The film follows the following characters: the growing relationship between the good character opposites, the wonderfully outgoing Dina and the reserved Tewfiq (both played by Israeli Jews)–who go out to a restaurant together and try to sincerely communicate about their past hurts (their almost relationship symbolizes the potential of resolving the Arab-Israeli conflict); Khaled, who goes to the roller disco with the shy virgin gas attendant Papi (Shlomi Avraham) and teaches him how to communicate his affection to the opposite sex; and to a lesser degree it follows Simon (Khalifa Natour), the likable milquetoast second-in-command who composed in his youth two measures of a clarinet concerto and just stopped completing it some twenty years ago when he married.

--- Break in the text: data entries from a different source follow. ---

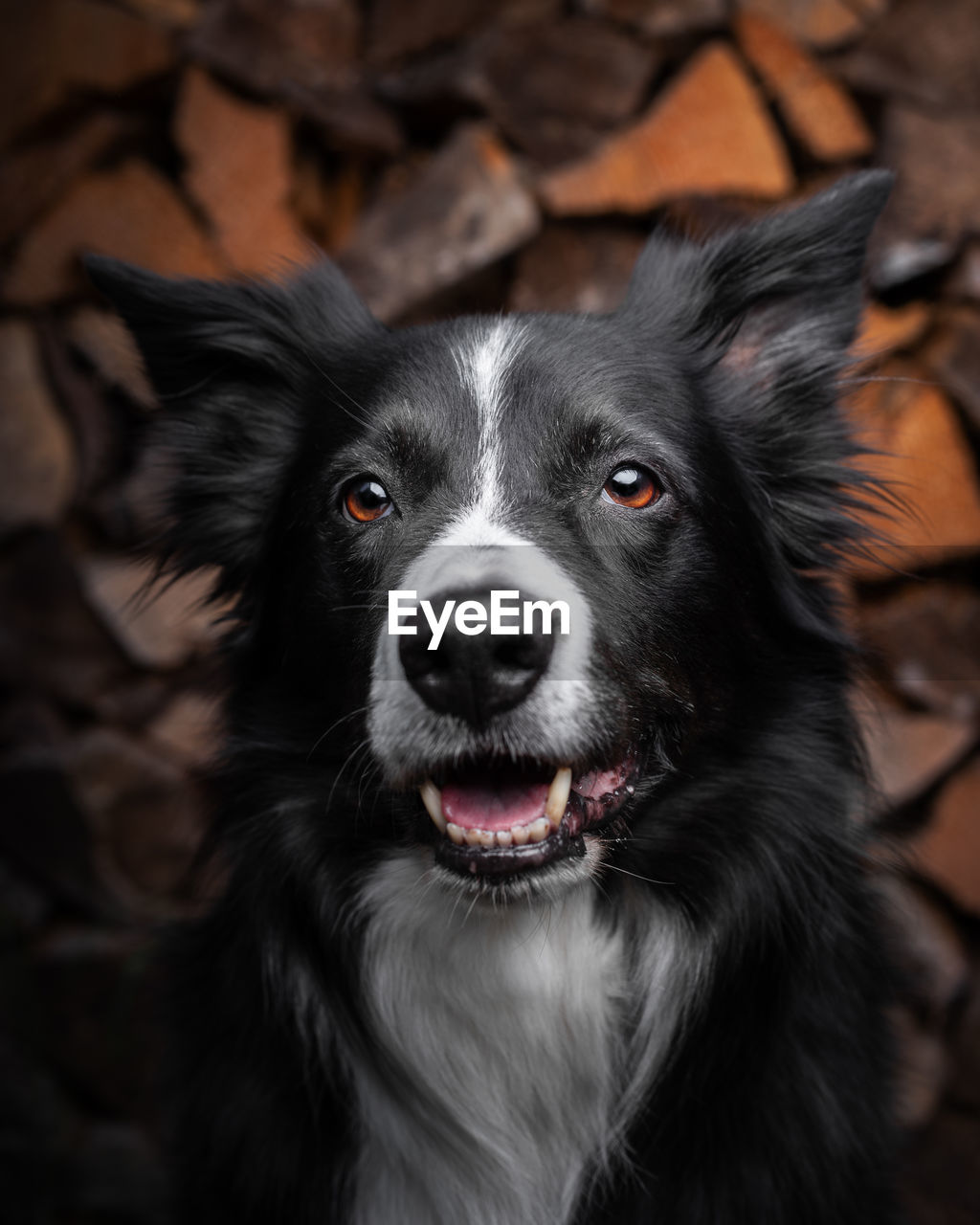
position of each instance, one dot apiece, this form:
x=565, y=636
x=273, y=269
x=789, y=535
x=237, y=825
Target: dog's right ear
x=232, y=364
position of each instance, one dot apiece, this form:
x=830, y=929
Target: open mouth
x=499, y=817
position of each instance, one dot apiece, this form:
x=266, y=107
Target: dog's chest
x=505, y=1036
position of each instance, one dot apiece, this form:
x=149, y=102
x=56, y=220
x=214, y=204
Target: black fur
x=723, y=661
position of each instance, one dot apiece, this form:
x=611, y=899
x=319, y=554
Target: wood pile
x=452, y=154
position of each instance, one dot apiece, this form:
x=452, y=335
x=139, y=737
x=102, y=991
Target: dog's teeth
x=558, y=796
x=433, y=800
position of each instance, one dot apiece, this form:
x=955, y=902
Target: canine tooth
x=433, y=800
x=558, y=795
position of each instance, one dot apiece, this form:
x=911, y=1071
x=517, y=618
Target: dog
x=564, y=923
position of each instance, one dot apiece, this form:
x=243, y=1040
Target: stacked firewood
x=452, y=156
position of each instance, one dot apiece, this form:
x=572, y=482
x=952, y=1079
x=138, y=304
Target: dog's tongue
x=484, y=801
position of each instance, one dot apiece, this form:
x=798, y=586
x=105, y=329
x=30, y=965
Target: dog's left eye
x=366, y=500
x=634, y=486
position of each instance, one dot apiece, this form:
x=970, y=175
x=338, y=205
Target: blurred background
x=452, y=154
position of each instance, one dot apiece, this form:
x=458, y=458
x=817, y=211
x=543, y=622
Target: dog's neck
x=513, y=1036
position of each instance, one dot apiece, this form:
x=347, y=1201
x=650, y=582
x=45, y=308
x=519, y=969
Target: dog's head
x=660, y=488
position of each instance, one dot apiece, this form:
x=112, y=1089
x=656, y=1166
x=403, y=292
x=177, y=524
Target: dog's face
x=669, y=477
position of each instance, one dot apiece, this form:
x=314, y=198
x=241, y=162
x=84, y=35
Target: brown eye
x=366, y=500
x=631, y=486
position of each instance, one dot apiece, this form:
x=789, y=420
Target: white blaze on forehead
x=482, y=367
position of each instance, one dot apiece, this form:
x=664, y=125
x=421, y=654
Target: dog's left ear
x=784, y=288
x=766, y=315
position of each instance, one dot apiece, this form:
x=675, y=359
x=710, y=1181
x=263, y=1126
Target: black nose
x=473, y=677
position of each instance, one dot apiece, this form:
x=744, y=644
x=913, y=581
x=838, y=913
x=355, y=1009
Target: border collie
x=530, y=927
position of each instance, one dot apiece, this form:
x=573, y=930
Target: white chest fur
x=520, y=1034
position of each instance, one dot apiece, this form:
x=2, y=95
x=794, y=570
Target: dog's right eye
x=366, y=500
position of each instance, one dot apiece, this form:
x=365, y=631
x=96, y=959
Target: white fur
x=482, y=368
x=524, y=1036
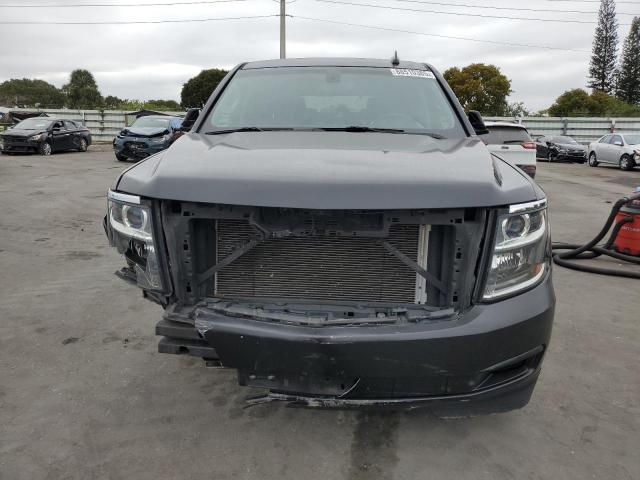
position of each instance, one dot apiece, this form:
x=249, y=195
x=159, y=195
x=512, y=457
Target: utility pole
x=283, y=39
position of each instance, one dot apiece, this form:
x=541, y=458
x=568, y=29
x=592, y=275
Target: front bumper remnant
x=485, y=360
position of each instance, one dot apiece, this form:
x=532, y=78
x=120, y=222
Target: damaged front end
x=339, y=308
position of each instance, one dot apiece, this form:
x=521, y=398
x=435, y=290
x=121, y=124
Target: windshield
x=334, y=98
x=632, y=139
x=564, y=140
x=36, y=123
x=152, y=122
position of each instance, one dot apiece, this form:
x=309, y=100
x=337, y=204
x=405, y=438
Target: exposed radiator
x=318, y=267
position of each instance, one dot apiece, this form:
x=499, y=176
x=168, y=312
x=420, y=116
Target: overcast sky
x=153, y=61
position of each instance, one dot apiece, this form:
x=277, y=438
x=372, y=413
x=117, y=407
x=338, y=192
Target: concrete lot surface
x=84, y=395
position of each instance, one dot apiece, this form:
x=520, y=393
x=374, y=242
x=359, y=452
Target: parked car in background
x=148, y=135
x=617, y=149
x=511, y=142
x=559, y=148
x=45, y=135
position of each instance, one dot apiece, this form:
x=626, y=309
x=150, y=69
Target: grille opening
x=323, y=267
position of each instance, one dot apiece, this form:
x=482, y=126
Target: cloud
x=153, y=61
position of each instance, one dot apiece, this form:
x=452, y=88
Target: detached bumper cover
x=493, y=350
x=137, y=147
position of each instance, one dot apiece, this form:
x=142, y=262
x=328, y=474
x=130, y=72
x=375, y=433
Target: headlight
x=131, y=224
x=520, y=253
x=38, y=137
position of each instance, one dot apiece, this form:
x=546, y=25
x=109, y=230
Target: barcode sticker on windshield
x=408, y=72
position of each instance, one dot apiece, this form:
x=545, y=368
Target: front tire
x=45, y=149
x=626, y=163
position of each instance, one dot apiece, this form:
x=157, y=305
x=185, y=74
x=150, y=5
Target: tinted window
x=37, y=123
x=152, y=122
x=632, y=139
x=502, y=135
x=335, y=97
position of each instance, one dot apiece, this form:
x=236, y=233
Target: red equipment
x=628, y=239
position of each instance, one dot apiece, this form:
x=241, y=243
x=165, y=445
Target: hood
x=329, y=170
x=144, y=131
x=16, y=132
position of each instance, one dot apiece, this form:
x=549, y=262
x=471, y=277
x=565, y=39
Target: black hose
x=592, y=250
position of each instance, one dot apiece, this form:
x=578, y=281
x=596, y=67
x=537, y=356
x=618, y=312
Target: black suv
x=335, y=231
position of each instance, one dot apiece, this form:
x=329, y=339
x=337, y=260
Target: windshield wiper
x=248, y=129
x=358, y=129
x=234, y=130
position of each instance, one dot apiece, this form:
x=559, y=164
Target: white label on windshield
x=408, y=72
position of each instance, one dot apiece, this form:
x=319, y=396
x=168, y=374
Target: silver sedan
x=616, y=148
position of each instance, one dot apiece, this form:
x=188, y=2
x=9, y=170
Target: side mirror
x=189, y=119
x=475, y=119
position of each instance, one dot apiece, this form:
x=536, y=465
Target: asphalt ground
x=84, y=395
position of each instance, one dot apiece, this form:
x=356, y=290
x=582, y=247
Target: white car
x=512, y=142
x=616, y=148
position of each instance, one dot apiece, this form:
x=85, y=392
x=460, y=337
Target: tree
x=517, y=109
x=82, y=90
x=605, y=46
x=198, y=89
x=30, y=93
x=112, y=102
x=578, y=102
x=628, y=85
x=480, y=87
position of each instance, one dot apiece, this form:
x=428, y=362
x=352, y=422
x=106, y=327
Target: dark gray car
x=335, y=231
x=45, y=135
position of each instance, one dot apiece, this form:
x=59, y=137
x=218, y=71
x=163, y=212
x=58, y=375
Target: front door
x=61, y=137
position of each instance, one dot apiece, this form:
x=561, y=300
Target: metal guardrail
x=582, y=129
x=105, y=124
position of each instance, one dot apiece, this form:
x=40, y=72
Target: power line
x=68, y=5
x=389, y=29
x=137, y=22
x=588, y=1
x=491, y=7
x=479, y=15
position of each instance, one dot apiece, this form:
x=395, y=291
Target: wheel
x=45, y=149
x=626, y=163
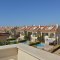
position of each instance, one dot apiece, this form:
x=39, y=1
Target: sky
x=29, y=12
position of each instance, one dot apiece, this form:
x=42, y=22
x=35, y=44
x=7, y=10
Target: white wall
x=25, y=56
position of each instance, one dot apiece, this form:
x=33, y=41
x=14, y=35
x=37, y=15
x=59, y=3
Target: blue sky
x=29, y=12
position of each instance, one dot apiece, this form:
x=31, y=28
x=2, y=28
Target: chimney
x=39, y=26
x=57, y=25
x=26, y=26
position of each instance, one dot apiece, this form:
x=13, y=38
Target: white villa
x=50, y=32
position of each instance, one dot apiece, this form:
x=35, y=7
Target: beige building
x=25, y=52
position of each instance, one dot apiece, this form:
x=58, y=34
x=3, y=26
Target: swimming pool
x=40, y=45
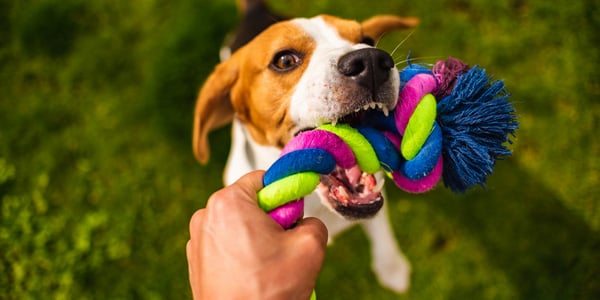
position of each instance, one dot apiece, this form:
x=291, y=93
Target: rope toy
x=451, y=123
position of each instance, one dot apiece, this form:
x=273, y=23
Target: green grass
x=97, y=178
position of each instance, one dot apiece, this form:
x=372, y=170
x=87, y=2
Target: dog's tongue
x=351, y=186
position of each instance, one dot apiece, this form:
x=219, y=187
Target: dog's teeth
x=377, y=188
x=385, y=110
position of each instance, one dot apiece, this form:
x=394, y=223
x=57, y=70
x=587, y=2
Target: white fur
x=312, y=103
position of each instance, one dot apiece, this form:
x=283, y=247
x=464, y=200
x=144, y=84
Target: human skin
x=236, y=251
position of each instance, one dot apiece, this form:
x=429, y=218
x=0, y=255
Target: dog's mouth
x=352, y=192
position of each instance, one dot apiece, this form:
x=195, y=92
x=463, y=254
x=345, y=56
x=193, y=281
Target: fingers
x=244, y=190
x=196, y=223
x=251, y=183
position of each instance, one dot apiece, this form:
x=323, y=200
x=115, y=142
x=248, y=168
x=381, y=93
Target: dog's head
x=297, y=75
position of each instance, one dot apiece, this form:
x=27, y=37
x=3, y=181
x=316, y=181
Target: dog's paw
x=393, y=273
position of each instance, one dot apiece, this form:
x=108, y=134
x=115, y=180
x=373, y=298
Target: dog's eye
x=286, y=60
x=367, y=40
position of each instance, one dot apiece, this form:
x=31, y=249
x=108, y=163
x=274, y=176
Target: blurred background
x=98, y=180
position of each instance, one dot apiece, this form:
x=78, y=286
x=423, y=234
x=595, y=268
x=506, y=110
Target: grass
x=97, y=179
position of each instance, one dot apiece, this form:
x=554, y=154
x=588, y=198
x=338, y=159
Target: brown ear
x=213, y=107
x=376, y=26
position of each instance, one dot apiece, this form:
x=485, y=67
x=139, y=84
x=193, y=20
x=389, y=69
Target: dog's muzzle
x=369, y=67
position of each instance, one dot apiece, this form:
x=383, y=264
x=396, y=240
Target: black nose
x=369, y=67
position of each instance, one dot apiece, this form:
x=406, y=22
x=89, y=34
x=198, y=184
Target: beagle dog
x=296, y=75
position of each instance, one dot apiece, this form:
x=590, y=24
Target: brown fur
x=246, y=88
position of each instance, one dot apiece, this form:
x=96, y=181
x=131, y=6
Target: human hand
x=236, y=251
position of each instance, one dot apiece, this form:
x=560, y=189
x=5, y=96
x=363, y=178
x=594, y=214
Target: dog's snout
x=369, y=67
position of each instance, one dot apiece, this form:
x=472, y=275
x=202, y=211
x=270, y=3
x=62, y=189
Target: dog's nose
x=369, y=67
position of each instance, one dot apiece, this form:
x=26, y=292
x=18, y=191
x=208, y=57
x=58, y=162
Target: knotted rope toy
x=451, y=122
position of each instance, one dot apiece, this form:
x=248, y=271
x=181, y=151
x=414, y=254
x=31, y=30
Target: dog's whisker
x=401, y=43
x=421, y=58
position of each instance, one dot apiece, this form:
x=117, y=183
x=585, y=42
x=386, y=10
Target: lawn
x=98, y=180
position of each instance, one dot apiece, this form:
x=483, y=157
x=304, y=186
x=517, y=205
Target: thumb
x=313, y=228
x=249, y=185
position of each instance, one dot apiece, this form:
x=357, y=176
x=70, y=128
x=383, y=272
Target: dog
x=281, y=77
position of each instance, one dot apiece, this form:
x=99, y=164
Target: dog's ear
x=213, y=106
x=377, y=26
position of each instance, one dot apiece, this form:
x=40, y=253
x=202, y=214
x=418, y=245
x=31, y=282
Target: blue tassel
x=476, y=121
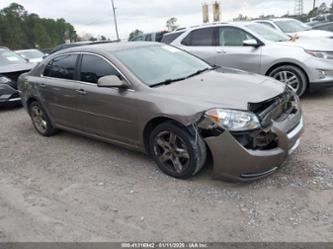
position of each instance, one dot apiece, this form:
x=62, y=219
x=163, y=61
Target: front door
x=106, y=112
x=56, y=88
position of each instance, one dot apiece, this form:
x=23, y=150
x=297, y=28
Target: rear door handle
x=81, y=91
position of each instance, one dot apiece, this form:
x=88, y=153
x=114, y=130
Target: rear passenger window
x=148, y=37
x=230, y=36
x=170, y=37
x=62, y=67
x=201, y=37
x=94, y=67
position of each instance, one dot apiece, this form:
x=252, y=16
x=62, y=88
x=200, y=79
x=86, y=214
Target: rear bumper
x=233, y=162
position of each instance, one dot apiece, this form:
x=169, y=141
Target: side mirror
x=251, y=43
x=111, y=81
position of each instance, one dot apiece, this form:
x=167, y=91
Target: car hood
x=16, y=67
x=226, y=88
x=311, y=44
x=314, y=34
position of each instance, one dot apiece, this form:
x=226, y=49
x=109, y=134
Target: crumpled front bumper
x=233, y=162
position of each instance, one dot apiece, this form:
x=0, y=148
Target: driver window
x=230, y=36
x=94, y=67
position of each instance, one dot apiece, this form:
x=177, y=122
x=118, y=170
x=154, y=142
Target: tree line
x=20, y=30
x=323, y=8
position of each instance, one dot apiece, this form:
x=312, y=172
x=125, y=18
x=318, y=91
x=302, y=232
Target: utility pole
x=115, y=19
x=299, y=7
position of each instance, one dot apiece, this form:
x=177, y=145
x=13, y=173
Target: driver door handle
x=81, y=91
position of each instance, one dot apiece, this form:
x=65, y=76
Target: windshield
x=31, y=54
x=9, y=58
x=291, y=26
x=267, y=33
x=158, y=64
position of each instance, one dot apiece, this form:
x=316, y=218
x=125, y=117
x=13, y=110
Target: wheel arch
x=152, y=124
x=275, y=66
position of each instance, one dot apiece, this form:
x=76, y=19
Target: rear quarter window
x=62, y=67
x=202, y=37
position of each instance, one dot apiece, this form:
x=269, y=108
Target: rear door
x=104, y=111
x=56, y=89
x=232, y=53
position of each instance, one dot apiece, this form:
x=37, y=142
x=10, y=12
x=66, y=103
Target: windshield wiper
x=201, y=71
x=167, y=81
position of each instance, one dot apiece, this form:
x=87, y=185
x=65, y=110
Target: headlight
x=233, y=120
x=4, y=80
x=320, y=54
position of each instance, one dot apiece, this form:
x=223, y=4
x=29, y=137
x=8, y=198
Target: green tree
x=134, y=33
x=18, y=29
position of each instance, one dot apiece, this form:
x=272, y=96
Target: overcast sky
x=95, y=16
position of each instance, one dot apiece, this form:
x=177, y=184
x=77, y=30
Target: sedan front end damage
x=253, y=154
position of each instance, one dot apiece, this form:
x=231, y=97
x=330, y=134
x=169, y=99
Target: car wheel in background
x=293, y=76
x=40, y=120
x=176, y=152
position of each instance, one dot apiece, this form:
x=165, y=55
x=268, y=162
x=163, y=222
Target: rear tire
x=293, y=76
x=40, y=120
x=176, y=152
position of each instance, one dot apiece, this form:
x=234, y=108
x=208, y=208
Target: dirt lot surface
x=71, y=188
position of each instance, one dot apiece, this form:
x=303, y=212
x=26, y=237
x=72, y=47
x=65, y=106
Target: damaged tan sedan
x=172, y=105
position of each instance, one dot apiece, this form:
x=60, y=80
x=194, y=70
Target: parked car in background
x=328, y=26
x=173, y=106
x=294, y=27
x=11, y=66
x=170, y=37
x=259, y=49
x=31, y=55
x=322, y=18
x=154, y=36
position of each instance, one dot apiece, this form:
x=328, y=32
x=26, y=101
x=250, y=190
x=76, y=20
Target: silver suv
x=253, y=47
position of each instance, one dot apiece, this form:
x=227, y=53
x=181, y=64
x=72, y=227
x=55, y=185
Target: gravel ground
x=71, y=188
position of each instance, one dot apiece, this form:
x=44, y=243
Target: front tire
x=293, y=76
x=40, y=120
x=176, y=152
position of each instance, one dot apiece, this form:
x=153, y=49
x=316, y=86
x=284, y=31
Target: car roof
x=25, y=50
x=275, y=19
x=322, y=24
x=221, y=24
x=111, y=47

There’s no great payoff scene but it convincingly shows the two longtime “enemies,” the Arabs and the Israelis, are both ordinary people with similar ordinary problems, and the filmmaker cautiously leaves us with the possibility that peace can be achieved if the right people hungering for it were the leaders negotiating. Though the two groups are divided by language, the international language of music, love and humanity are viewed as the way to overcome the language and cultural barriers.

Ironically the Academy disqualified the film as an entry for best foreign picture of 2008 because more than half of the film is in English (though subtitled because the English is accented), but in Israel the popular film won for Best Picture.